А Панин продолжал рассуждать:
— Нельзя тешить себя получением от Крыма какой-либо важной и существенной выгоды, ибо татарские народы под именем подданства разумеют лишь право требовать все в свою пользу. Что же касаемо пользы для других, то она заключается только в том, что живут эти народы спокойно и не разбойничают… Нельзя оставлять без внимания и то, что с принятием Крымского ханства под непосредственное подданство Россия неминуемо возбудит против себя общую и основательную зависть и подозрение европейских государей, кои могут увидеть в нем наше стремление бесконечно увеличивать свои владения покорением соседственных держав… Мы, помнится, и раньше высказывали эти опасения. Но теперь, когда негоциация почти началась, благоразумие требует остерегаться от возбуждения таких чувств в Европе.
— Из ваших слов я разумею, что Россия от принятия татар ничего корыстного не приобретет, — заключила Екатерина.
— Увы, это так.
— Но что мы наживем, коль Крым станет самостоятельным?
— Ну-у, — протянул Панин, — здесь приобретения будут неизмеримы… Сколь мало для пользы империи даст подданство Крыма с принадлежащими ему татарскими народами, то, напротив, чрезвычайно велико может быть приращение ее сил, если татары отторгнутся от Порты и составят независимое владение. Ибо одним этим Порта относительно России перестанет морально существовать. Она не сможет впредь беспокоить русские границы, и уже не так просто будет переводить войска через Дунай, имея сбоку независимых татар…
Панин рассуждал свободно, уверенно, что свидетельствовало о давно сложившемся у него представлении о будущем положении Крыма. Екатерина недолюбливала Никиту Ивановича, но при этом всегда отдавала должное его пониманию политических дел, знала, что Иностранная коллегия находится в надежных руках… «Никитка хоть и своенравен, — говаривала она как-то Григорию Орлову, — но до упадка дело не доведет…»
— По разуменью моему, — продолжал рассуждать Панин, — мы уже в этой войне можем достать желаемое положение, ежели обратим наш постоянный интерес к свободному кораблеплаванию по Черному морю для ободрения татар. Надобно объявить им о принятии вашим величеством решения воевать Порту до тех пор, пока она торжественно не признает независимость Крыма.
— Потеря полуострова и ногайцев для Порты равна самоубийству, — заметила Екатерина. — Турки будут упрямиться.
— Если мы хотим получить задуманное — то должны твердо идти намеченным путем… Даже если для этого потребуется лишняя кампания!
Екатерина, желавшая поскорее закончить войну, недовольно поморщилась.
Панин заметил это и убежденно добавил;
— Политический, военный и коммерческий барыш будет несравним с теми потерями, что мы понесем в результате затягивания войны.
— В таком случае в негоциации с татарами граф Петр Иванович должен везде и твердо подчеркивать, что мы не требуем от татар быть нашими подданными.
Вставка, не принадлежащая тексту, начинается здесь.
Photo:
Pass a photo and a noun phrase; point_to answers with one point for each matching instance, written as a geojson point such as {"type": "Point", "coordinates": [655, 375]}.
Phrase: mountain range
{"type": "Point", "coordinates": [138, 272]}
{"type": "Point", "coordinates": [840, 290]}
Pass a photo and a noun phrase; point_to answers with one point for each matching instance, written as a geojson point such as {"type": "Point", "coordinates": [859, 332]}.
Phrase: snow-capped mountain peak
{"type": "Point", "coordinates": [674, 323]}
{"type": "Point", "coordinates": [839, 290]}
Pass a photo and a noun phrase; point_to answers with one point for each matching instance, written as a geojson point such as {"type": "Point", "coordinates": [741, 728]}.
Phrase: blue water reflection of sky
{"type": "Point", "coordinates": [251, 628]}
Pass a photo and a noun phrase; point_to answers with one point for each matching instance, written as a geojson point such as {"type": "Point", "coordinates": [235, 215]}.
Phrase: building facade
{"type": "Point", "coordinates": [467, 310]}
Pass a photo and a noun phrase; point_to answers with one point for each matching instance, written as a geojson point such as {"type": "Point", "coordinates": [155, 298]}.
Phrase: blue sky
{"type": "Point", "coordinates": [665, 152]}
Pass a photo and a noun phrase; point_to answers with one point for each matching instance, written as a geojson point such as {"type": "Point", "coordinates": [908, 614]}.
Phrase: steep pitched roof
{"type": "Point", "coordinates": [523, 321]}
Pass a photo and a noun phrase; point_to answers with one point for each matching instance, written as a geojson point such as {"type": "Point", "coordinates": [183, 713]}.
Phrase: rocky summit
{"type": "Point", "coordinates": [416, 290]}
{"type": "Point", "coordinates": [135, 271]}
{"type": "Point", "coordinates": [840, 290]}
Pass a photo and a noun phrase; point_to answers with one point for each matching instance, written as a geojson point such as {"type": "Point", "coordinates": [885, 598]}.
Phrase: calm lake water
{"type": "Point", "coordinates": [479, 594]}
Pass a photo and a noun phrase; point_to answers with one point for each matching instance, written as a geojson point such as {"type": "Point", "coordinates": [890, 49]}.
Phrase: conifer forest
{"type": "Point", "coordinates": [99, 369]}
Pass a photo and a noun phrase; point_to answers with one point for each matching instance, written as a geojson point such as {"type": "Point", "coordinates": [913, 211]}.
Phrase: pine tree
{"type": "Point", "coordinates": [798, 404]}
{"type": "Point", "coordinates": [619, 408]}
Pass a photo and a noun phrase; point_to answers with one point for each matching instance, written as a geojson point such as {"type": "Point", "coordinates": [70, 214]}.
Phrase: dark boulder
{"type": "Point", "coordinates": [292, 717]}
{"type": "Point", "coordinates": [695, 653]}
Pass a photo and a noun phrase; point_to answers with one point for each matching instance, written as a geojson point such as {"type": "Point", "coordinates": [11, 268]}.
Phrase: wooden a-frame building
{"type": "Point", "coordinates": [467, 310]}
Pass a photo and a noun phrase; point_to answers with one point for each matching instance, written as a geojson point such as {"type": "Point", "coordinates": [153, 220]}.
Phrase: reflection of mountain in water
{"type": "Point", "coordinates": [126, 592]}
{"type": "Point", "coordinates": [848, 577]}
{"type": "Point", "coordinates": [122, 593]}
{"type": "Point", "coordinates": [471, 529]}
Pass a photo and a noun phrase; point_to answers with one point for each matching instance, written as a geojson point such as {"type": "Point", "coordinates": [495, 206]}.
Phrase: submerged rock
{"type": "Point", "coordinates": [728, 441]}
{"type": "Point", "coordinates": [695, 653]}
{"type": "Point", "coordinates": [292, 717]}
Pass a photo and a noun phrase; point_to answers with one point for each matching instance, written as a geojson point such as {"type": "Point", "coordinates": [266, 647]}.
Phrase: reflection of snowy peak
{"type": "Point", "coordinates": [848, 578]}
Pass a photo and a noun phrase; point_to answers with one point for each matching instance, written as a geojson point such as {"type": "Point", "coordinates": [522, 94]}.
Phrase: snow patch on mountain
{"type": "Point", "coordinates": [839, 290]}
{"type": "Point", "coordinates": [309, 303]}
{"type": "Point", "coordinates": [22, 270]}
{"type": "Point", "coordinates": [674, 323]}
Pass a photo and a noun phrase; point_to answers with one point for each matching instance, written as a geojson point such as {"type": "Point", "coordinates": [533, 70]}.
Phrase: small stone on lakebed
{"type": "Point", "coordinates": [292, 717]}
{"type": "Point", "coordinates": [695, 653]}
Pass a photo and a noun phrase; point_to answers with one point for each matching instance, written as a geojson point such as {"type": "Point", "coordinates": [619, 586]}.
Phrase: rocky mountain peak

Независимость от Порты — вот что надобно Крыму… Но при нашем покровительстве!
— Их следует обнадежить, что ежели они нынче отторгнутся от турок и подпишут с нами договор — мы не заключим с Портой мира, пока не утвердим с ней договором независимость Крыма, — повторил Панин.
— Хорошо бы решить дело полюбовно.
— Я надеюсь на это, ваше величество… Правда, некоторые наши генералы имеют другое мнение, — выразительно сказал Панин. — Но прибегать к силе оружия позволительно лишь тогда, когда нет возможности вести негоциацию.
Екатерина поняла, что он имел в виду Чернышева, предлагавшего в минувшем ноябре провести кампанию на Крым.